- Ken Burns Jazz -
Ken Burns-Jazz The Story Of American Jazz   (5 CD Box Set)
Verve/Columbia

Filmmaker Ken Burns say's for a lot of us exploring history is like reading the phone book. He has a point, I still get flashbacks of trying to understand or at least remember the facts of High School History. We seem to be a society who lives in the present, we worry about the future, but we have very little time for the past. Interestingly when we talk with someone who's been there or at least has a passion for history it seems to wake us up and we listen. Ken Burns who scored big points making history more than just palatable but essential with his PBS series on Baseball & the Civil War has returned with the final part of his Americana trilogy JAZZ.
Last Months Magnificent tribute to this vital art form showed us that History is a story well told so this 5 CD box set is more than your average best of series, it provides us with a solid evolution of the genre. By not being encyclopedic the TV series had an excitement and I think were bound to see a lot of born-again Jazzer's exploring not just this compillation but the 22 individual artist CD's released under the Ken Burns Jazz banner through Verve/Universal & Columbia.

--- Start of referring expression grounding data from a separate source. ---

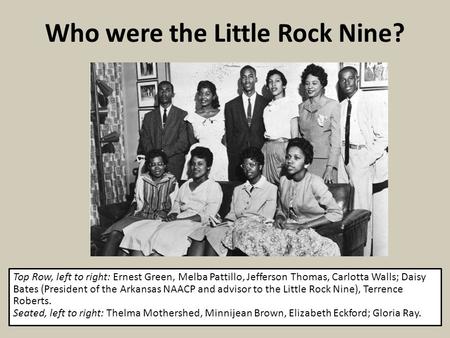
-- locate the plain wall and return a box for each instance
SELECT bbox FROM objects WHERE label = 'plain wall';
[170,62,340,112]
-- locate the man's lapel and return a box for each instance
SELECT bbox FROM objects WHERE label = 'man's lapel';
[236,96,249,129]
[154,107,163,132]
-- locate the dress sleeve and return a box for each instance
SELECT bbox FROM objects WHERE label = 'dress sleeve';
[224,187,238,221]
[310,176,343,222]
[169,181,179,209]
[218,110,226,138]
[169,182,185,215]
[290,116,300,138]
[184,112,194,123]
[199,181,223,225]
[289,100,299,119]
[259,184,277,220]
[187,113,201,140]
[262,105,271,139]
[134,176,145,213]
[327,101,341,169]
[275,178,287,219]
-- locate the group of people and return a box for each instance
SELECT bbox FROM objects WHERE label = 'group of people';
[100,63,388,256]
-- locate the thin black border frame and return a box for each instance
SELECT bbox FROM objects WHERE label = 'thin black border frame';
[8,267,442,327]
[136,62,158,80]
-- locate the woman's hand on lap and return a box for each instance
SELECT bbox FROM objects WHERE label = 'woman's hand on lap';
[274,215,286,229]
[164,213,178,222]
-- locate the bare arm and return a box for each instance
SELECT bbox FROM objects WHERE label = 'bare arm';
[290,117,299,138]
[224,102,234,152]
[327,101,341,169]
[274,188,287,228]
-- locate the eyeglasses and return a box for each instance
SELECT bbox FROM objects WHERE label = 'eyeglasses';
[240,162,259,169]
[149,162,165,167]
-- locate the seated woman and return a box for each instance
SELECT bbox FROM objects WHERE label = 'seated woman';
[223,138,343,256]
[120,146,223,256]
[188,147,277,256]
[100,149,178,256]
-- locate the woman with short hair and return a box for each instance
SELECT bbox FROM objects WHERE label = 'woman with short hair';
[182,80,228,181]
[100,149,178,256]
[144,146,223,256]
[261,69,298,185]
[188,147,277,256]
[292,64,341,183]
[223,138,342,256]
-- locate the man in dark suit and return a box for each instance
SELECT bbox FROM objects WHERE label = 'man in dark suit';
[137,81,190,181]
[225,65,269,182]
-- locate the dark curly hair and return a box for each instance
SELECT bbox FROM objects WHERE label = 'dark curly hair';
[197,80,220,109]
[266,69,287,87]
[143,149,168,173]
[240,147,265,166]
[286,138,314,165]
[190,146,214,167]
[301,64,328,87]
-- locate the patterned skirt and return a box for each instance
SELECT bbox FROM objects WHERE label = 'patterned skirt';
[222,217,340,256]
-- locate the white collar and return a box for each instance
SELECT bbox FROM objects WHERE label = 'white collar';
[243,175,267,191]
[242,92,257,101]
[160,104,172,112]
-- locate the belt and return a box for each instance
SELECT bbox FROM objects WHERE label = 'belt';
[267,137,288,143]
[342,141,366,150]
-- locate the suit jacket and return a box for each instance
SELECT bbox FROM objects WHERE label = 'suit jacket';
[137,105,189,180]
[224,94,269,156]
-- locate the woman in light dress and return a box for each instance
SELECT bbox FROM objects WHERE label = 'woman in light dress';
[188,147,277,256]
[120,146,223,256]
[261,69,298,185]
[182,80,228,181]
[223,138,342,256]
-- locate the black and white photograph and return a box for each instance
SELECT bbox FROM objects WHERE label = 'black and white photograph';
[90,62,388,258]
[6,0,450,333]
[136,62,157,80]
[137,80,157,107]
[361,62,388,88]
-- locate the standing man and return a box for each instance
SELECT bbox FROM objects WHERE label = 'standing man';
[225,65,269,182]
[337,66,388,256]
[137,81,190,181]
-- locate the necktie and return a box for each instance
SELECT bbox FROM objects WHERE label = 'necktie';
[344,99,352,165]
[247,98,252,126]
[163,108,167,128]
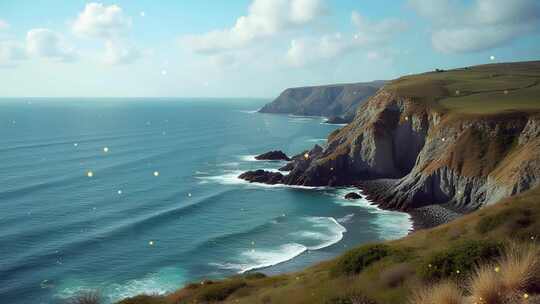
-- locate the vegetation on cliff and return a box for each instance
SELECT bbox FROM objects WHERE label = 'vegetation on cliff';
[106,61,540,303]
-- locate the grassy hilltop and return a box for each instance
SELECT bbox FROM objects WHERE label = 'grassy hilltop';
[102,61,540,304]
[386,61,540,116]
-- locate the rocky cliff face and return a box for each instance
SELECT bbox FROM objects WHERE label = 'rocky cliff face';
[278,88,540,211]
[243,62,540,212]
[259,81,385,121]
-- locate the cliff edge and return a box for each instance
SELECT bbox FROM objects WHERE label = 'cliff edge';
[247,61,540,212]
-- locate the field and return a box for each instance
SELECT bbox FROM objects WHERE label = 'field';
[386,61,540,115]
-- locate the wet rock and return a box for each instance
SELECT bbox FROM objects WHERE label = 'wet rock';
[344,192,362,200]
[238,170,284,184]
[255,150,290,161]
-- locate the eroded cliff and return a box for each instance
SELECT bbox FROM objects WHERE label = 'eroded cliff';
[246,61,540,212]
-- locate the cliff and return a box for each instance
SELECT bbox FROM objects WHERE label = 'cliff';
[248,61,540,212]
[259,80,386,122]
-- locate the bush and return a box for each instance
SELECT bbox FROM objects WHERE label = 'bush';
[419,240,502,281]
[475,208,531,234]
[409,282,463,304]
[325,294,376,304]
[379,263,414,288]
[244,272,267,280]
[332,244,390,276]
[195,279,247,302]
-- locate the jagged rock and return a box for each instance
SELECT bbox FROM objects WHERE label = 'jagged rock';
[255,151,290,161]
[344,192,362,200]
[279,162,295,172]
[238,170,284,184]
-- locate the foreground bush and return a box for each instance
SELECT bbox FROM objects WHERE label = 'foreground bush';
[409,282,463,304]
[332,244,391,276]
[194,279,247,302]
[412,242,540,304]
[419,240,502,281]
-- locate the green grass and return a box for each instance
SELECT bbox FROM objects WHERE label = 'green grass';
[385,61,540,115]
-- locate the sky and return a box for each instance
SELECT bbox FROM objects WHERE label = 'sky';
[0,0,539,98]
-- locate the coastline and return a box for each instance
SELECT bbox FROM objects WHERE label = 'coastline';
[356,179,463,231]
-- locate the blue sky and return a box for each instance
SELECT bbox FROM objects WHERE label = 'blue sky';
[0,0,539,97]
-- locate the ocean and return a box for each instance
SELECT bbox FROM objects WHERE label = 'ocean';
[0,98,411,304]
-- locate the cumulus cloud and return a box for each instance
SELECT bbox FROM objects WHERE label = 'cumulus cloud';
[0,41,27,68]
[182,0,326,54]
[103,40,140,65]
[26,28,76,62]
[73,3,132,38]
[286,12,406,67]
[408,0,540,53]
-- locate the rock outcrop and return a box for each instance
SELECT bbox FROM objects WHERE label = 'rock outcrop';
[259,81,385,119]
[255,151,290,161]
[239,170,284,184]
[246,62,540,213]
[344,192,362,200]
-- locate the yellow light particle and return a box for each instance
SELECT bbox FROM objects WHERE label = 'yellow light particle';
[87,171,94,177]
[456,270,460,274]
[524,293,529,299]
[153,171,160,177]
[504,90,509,95]
[188,193,192,197]
[494,266,500,272]
[455,90,460,95]
[304,153,309,159]
[103,147,109,153]
[149,240,154,246]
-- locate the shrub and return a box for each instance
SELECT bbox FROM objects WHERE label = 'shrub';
[468,264,506,304]
[332,244,391,276]
[195,279,247,302]
[499,242,540,293]
[475,208,531,234]
[379,263,414,288]
[244,272,267,280]
[419,240,502,281]
[409,282,463,304]
[325,294,376,304]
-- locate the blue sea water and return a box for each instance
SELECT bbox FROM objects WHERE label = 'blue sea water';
[0,98,411,304]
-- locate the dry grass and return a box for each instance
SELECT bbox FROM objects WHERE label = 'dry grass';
[409,282,463,304]
[499,242,540,294]
[469,264,506,304]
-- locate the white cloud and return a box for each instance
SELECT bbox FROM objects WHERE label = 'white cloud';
[408,0,540,53]
[0,41,26,68]
[26,28,76,62]
[103,40,140,65]
[181,0,326,54]
[286,12,406,67]
[73,3,132,38]
[0,19,9,30]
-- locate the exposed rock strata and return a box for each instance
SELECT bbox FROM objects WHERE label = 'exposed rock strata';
[243,88,540,212]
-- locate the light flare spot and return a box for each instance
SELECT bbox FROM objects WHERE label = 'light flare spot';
[153,171,160,177]
[87,171,94,177]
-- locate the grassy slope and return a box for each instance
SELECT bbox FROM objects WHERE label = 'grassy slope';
[118,61,540,304]
[386,61,540,116]
[119,186,540,304]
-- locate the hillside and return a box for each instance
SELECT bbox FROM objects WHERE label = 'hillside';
[118,186,540,304]
[259,81,386,122]
[246,61,540,213]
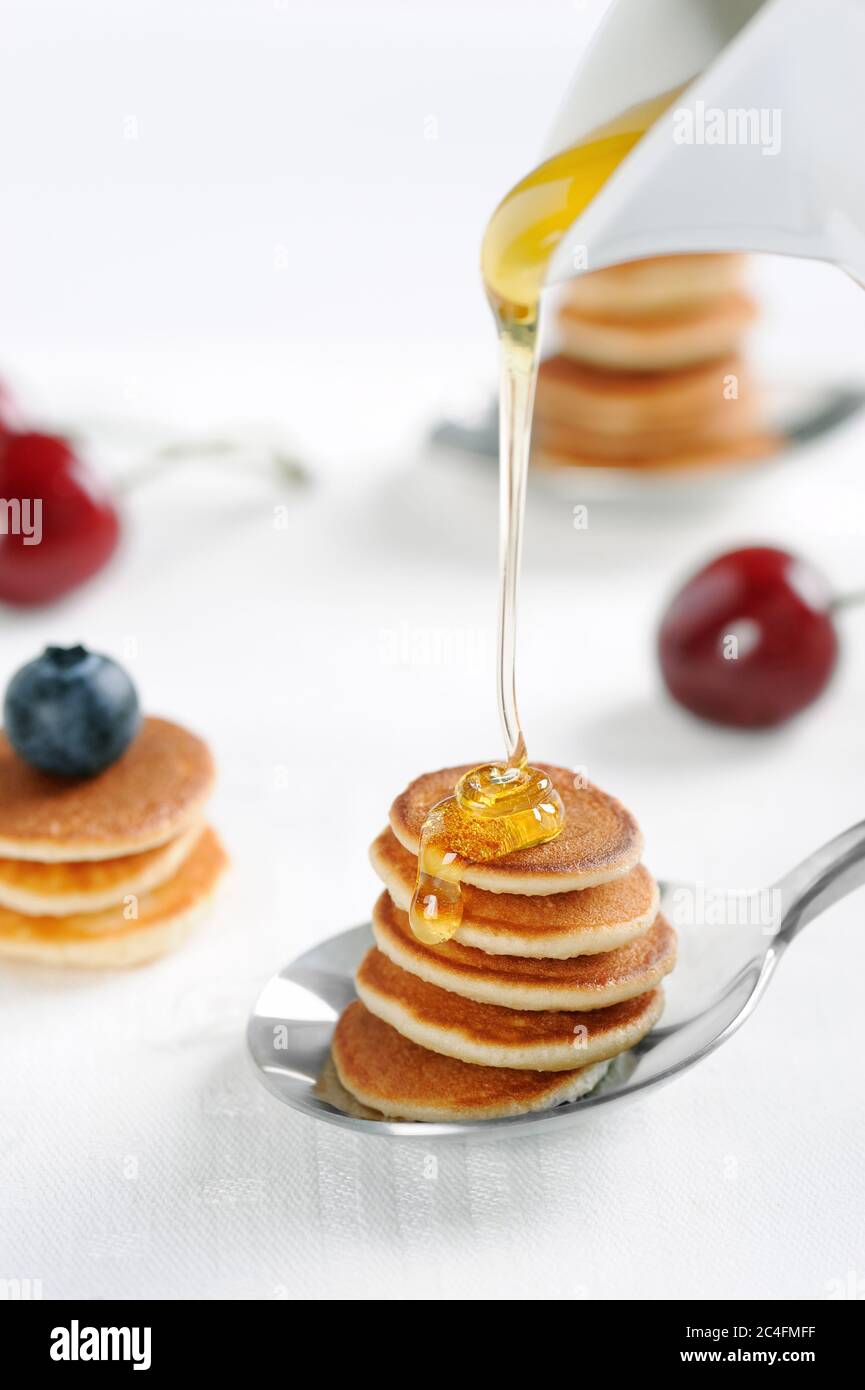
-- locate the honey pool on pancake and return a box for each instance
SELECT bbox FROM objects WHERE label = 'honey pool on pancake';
[409,85,682,946]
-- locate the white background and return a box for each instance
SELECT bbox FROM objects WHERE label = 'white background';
[1,0,864,1300]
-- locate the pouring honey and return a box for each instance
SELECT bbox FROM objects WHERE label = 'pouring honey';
[409,85,683,946]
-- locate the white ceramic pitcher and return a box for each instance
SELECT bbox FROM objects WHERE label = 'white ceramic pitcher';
[544,0,865,290]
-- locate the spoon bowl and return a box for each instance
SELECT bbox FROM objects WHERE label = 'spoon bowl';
[247,819,864,1138]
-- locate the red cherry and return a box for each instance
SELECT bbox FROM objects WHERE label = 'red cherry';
[0,431,121,606]
[658,546,839,728]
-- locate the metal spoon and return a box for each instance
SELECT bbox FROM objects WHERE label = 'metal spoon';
[247,818,864,1139]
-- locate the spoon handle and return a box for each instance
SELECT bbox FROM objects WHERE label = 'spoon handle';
[775,818,865,943]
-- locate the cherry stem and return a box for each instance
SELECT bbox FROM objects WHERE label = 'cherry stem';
[830,589,865,614]
[113,437,310,497]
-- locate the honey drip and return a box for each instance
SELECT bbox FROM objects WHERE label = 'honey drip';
[410,762,564,944]
[409,85,682,945]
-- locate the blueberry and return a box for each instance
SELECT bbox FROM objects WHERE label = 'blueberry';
[3,645,141,778]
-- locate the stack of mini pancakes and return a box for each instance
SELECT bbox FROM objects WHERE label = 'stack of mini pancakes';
[533,253,780,473]
[329,765,676,1123]
[0,717,227,968]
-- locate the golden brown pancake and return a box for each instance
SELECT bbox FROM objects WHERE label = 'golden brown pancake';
[560,253,745,318]
[315,1052,389,1121]
[533,430,781,475]
[535,361,760,460]
[556,291,757,371]
[535,353,756,439]
[371,890,676,1011]
[332,1001,611,1122]
[0,822,202,916]
[370,827,659,956]
[388,764,642,895]
[534,414,761,462]
[0,825,227,968]
[0,717,215,862]
[356,947,664,1071]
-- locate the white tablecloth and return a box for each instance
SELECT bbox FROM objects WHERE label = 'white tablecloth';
[2,0,864,1301]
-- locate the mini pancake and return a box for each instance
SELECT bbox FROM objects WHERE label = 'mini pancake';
[556,291,756,371]
[356,948,664,1071]
[534,412,761,462]
[315,1052,389,1121]
[559,253,745,318]
[0,826,227,968]
[332,1001,611,1122]
[533,431,780,475]
[388,764,642,895]
[0,717,215,862]
[0,822,203,916]
[370,827,659,957]
[371,891,676,1010]
[535,353,756,440]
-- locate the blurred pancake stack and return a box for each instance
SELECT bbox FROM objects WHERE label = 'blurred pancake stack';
[0,717,227,968]
[325,764,676,1123]
[533,253,780,473]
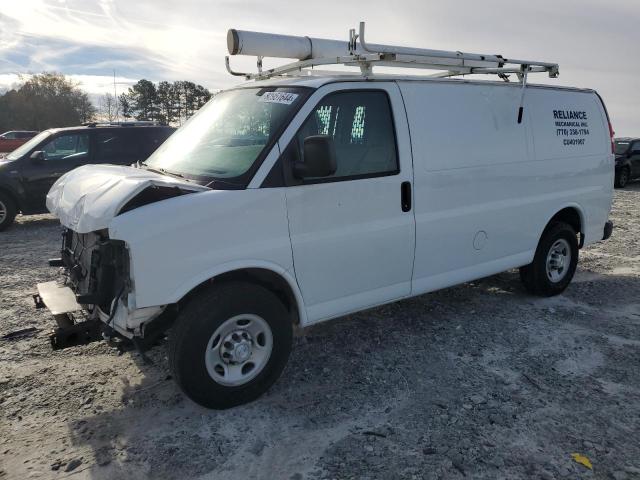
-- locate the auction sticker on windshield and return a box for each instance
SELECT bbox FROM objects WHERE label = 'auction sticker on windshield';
[259,92,299,105]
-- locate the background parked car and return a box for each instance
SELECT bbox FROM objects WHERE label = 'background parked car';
[0,131,39,153]
[0,122,175,231]
[614,137,640,188]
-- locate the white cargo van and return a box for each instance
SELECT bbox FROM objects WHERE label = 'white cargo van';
[38,24,614,408]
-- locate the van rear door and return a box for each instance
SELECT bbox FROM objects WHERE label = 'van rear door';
[282,83,415,323]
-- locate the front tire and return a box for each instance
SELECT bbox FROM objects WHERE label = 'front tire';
[0,191,16,232]
[615,167,629,188]
[169,281,293,409]
[519,221,579,297]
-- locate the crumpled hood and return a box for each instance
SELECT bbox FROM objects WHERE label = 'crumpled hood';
[47,164,208,233]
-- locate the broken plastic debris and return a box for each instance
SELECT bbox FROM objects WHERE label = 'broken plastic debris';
[1,327,39,340]
[571,453,593,470]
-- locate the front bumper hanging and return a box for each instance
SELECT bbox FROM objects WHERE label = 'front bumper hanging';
[34,281,104,350]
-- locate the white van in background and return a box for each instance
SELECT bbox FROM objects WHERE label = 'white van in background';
[37,25,614,408]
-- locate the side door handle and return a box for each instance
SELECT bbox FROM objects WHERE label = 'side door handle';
[401,181,412,212]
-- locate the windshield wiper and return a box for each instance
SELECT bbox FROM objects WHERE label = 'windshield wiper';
[204,178,243,189]
[139,163,241,189]
[140,163,191,182]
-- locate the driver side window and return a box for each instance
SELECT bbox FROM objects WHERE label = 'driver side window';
[41,133,89,161]
[294,90,399,181]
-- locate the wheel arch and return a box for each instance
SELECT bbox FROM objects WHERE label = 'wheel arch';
[618,160,632,171]
[619,163,631,176]
[542,205,585,248]
[172,262,307,327]
[0,184,22,213]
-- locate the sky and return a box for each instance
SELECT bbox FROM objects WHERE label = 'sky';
[0,0,638,135]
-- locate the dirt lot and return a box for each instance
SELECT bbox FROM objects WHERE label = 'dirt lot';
[1,185,639,480]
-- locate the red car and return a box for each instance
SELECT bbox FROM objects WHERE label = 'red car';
[0,131,39,153]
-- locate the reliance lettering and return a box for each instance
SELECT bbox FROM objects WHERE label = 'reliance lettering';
[553,110,588,120]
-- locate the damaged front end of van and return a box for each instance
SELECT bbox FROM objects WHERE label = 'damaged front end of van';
[33,85,310,355]
[34,164,207,349]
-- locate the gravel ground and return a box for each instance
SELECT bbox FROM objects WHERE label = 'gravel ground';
[1,185,639,480]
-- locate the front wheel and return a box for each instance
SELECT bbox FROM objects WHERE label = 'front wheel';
[0,191,16,232]
[519,221,579,297]
[168,281,293,409]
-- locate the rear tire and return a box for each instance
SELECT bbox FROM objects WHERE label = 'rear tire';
[0,191,16,232]
[519,221,578,297]
[615,167,629,188]
[169,281,293,409]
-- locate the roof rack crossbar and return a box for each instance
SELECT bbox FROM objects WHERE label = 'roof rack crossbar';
[226,22,559,81]
[82,121,163,127]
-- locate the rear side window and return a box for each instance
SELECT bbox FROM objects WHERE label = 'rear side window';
[295,91,398,180]
[95,130,140,163]
[41,133,89,161]
[615,142,630,155]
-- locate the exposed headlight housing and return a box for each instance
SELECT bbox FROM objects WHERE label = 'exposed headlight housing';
[61,229,130,313]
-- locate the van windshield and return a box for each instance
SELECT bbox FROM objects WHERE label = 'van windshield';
[6,131,51,160]
[144,87,308,184]
[614,142,630,155]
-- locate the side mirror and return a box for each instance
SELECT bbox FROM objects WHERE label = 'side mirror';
[293,135,337,179]
[30,151,45,163]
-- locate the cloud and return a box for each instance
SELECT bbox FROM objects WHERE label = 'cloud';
[0,34,162,79]
[0,1,230,85]
[0,0,638,134]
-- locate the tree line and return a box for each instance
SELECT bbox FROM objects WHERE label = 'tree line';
[0,73,95,132]
[114,79,213,125]
[0,73,214,132]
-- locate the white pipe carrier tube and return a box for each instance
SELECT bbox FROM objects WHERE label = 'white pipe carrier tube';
[227,29,351,60]
[227,25,557,74]
[227,28,503,66]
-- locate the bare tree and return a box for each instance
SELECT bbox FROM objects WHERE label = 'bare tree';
[98,93,118,122]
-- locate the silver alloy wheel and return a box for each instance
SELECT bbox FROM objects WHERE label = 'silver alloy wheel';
[205,314,273,387]
[0,199,6,224]
[546,238,571,283]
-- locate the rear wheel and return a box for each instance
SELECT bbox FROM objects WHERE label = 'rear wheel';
[169,281,293,409]
[615,167,629,188]
[0,191,16,232]
[519,221,578,296]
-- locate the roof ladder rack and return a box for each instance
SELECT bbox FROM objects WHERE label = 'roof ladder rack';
[225,22,559,81]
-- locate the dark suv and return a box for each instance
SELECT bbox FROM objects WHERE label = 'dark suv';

The 94 song box set fittingly opens with the legend described as being the messiah of Jazz Louis Armstrong. Burns says "Each time we did an interview for the film, whether it was with musicians who played with him years ago or musicians struggling today to come to terms with his legacy; whether it was critics, writers or historians, friends, hangers-on or people in management, each would in the end shake their head and say that Louis Armstrong was a "gift from God" or "an Angel." Others that built the Jazz foundation like Duke Ellington, Jelly Roll Morton, Benny Goodman, Count Basie, Billie Holiday, Dizzy Gillespie, Charlie Parker, Thelonious Monk, Miles Davis, John Coltrane etc. are well represented. Though this is a must collection for neophytes and aficionados alike with great segues from ragtime to swing something gets lost from bebop to fusion in other words nothing important has happened since the sixties. Burns explains "However, this is a history, and so the bulk of our series is pre-1970. I consider the modern era the province of contemporary critics and journalists. Not enough water has passed under the bridge to make historical judgements of the past 30 years." So if your clear that this is the history to the art form you'll be in Jazz heaven. I listened to the whole set in one sitting and thought of the old quote from drummer Art Blakey "Jazz washes away the dust of everyday life" I actually felt better educated from this set than all the other Jazz compilations out there and remember there are many. Through the music and superb liner notes we get the feeling that this is a kind of homage to black Americans a common thread in both of burns previous PBS series. It's important to point out that Jazz and Swing represented 70 % of the music industry in the 30's and 40's with interest high on this project and great signage in most major CD shops Ken Burns Jazz could help the genre out of the single digits.